On Wed, 8 Feb 2006, Gustavo Rios wrote:

> Don't get me wrong, i am very confident with openbsd.
> 
> Although i am very confident using the openbsd native support for my
> needs, all of them have some thing i dislike.
> 
> First: i would really enjoy worst case O(log2 n), none of the method i
> know so far make such garantee. Another problem is about memory usage:
> They all requires 3 pointer (left/right node and the element pointer)
> plus space for thing like left/right subtree weight, color, etc.
> 
> I could see a paradise for the following scenario: worst case
> search/delete/insert in O(log2 N) and space requirement O(3N).
> 
> Is that possible?
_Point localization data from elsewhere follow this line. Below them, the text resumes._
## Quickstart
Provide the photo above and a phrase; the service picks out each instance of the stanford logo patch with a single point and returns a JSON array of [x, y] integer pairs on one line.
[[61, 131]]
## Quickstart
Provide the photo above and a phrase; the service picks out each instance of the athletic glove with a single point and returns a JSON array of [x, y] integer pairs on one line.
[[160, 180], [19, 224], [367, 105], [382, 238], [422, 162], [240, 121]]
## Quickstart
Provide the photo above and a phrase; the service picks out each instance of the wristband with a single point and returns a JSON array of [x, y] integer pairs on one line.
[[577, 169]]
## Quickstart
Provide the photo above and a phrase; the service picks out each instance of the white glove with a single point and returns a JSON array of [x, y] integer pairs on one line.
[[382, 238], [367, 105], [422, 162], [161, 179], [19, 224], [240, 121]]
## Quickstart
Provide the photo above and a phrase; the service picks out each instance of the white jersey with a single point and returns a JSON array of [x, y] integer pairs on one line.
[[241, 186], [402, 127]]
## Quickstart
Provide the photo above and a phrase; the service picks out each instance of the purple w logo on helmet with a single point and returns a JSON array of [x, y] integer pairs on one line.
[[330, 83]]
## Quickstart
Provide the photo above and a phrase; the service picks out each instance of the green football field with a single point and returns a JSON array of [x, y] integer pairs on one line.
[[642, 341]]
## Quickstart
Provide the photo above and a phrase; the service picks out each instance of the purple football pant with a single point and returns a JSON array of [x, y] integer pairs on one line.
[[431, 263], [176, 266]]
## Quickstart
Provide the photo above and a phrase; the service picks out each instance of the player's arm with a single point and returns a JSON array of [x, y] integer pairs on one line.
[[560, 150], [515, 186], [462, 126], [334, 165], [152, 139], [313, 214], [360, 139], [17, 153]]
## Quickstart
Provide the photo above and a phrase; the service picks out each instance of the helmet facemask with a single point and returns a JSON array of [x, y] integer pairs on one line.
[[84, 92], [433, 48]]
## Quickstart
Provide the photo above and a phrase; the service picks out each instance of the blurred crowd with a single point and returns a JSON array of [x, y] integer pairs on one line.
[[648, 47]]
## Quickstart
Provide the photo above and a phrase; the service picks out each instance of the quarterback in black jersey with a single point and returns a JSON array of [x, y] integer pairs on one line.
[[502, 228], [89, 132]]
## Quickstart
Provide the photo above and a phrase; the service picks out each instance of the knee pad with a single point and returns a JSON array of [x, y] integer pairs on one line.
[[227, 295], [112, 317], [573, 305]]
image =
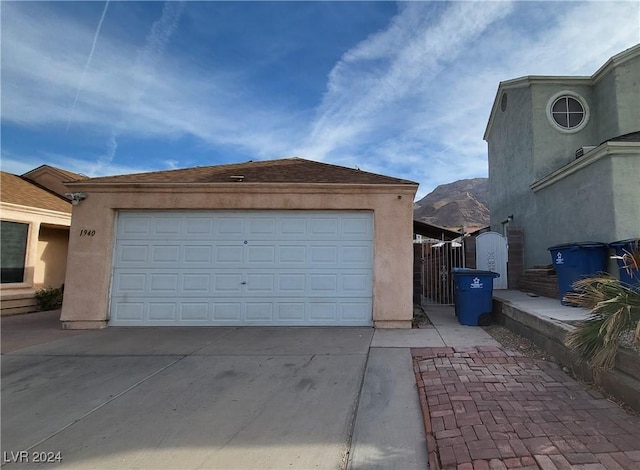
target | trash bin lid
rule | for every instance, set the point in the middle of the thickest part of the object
(576, 245)
(619, 243)
(473, 272)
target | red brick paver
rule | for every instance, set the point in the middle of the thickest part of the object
(490, 408)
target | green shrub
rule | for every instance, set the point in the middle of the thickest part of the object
(49, 298)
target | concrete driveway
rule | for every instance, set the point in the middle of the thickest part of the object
(236, 398)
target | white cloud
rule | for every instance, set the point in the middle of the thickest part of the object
(411, 100)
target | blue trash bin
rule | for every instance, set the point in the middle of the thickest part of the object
(574, 261)
(473, 294)
(621, 246)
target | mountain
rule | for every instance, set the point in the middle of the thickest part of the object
(463, 202)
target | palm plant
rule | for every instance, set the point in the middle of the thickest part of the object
(615, 313)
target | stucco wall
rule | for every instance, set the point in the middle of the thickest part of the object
(573, 210)
(34, 217)
(511, 159)
(627, 98)
(89, 265)
(600, 202)
(626, 203)
(553, 148)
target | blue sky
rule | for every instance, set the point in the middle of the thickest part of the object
(403, 89)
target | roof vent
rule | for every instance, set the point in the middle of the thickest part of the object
(584, 150)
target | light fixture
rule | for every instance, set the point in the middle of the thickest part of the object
(75, 198)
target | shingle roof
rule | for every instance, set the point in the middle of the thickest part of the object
(288, 170)
(16, 190)
(66, 174)
(631, 137)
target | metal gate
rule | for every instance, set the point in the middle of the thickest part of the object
(438, 260)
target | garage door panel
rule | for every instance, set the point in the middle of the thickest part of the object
(163, 311)
(225, 283)
(198, 226)
(163, 283)
(229, 226)
(228, 311)
(230, 255)
(194, 311)
(200, 255)
(240, 268)
(261, 255)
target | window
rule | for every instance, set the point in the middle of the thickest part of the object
(568, 112)
(13, 250)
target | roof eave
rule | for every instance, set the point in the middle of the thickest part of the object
(241, 186)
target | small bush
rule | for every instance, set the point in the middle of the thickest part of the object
(49, 298)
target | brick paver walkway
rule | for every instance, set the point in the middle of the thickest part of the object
(490, 408)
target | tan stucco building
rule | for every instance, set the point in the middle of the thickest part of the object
(35, 234)
(287, 242)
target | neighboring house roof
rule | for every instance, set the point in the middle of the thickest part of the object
(288, 170)
(528, 80)
(16, 190)
(52, 178)
(433, 231)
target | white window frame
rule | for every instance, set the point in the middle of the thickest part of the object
(579, 99)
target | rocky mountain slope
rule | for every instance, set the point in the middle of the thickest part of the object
(463, 202)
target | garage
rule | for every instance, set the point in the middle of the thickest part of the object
(234, 268)
(288, 242)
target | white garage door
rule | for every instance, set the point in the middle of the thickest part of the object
(206, 268)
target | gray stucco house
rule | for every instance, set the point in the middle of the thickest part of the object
(564, 157)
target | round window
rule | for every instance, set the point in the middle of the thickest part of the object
(568, 111)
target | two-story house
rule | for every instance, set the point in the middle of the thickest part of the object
(564, 157)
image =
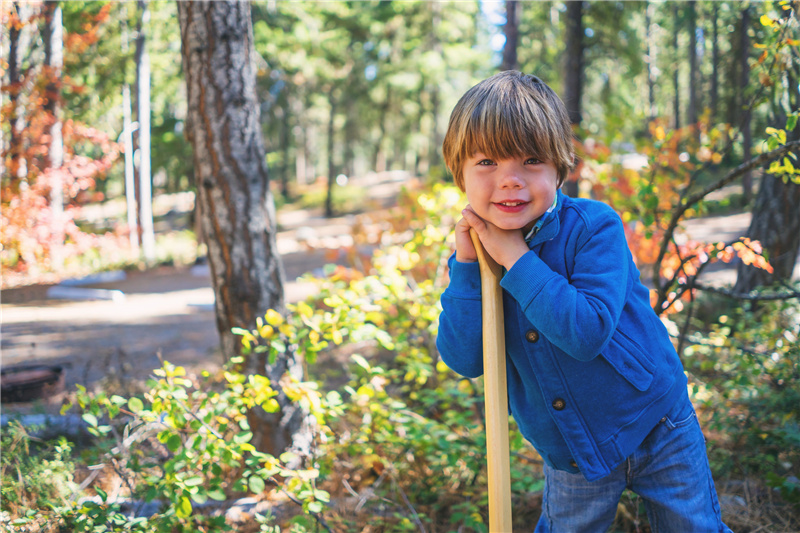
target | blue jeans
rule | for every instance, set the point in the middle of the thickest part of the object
(669, 471)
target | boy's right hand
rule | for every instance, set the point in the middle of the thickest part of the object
(465, 250)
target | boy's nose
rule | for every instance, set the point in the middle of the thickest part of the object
(510, 180)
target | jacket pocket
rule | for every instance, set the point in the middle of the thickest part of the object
(630, 361)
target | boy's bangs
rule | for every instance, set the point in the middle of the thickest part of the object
(498, 137)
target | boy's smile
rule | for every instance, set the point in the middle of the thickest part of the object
(510, 193)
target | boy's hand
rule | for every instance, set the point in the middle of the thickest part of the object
(505, 246)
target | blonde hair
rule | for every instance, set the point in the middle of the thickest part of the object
(510, 114)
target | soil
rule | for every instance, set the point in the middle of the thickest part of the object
(167, 312)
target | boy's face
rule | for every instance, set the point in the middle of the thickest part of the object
(510, 193)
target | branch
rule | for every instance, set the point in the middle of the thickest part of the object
(749, 296)
(686, 203)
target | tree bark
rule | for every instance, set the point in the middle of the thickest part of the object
(511, 29)
(675, 78)
(776, 224)
(14, 150)
(652, 52)
(143, 134)
(693, 105)
(573, 75)
(331, 148)
(715, 63)
(53, 38)
(776, 214)
(744, 80)
(238, 213)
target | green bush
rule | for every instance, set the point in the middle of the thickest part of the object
(747, 365)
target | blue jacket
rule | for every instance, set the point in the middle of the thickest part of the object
(591, 368)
Any suggestions?

>From a complexity theory point of view, you are talking nonsense,
since O(3n) equals O(n). I doubt there exists a balanced tree
algorithm that does not need some extra data per node. Of course you
can build an ordinary tree and balance it without extra data per node,
but that's gonna cost you extra time.

At least r-b trees guarantee O(log n) worst case for all operations.
The other algorithms are pretty good as well, though I cannot remember
the exact complexity characteristics.

Oh, if there is an upper bound on the number of entries, a hash table
is also good for dictionaries. But they wast space as well.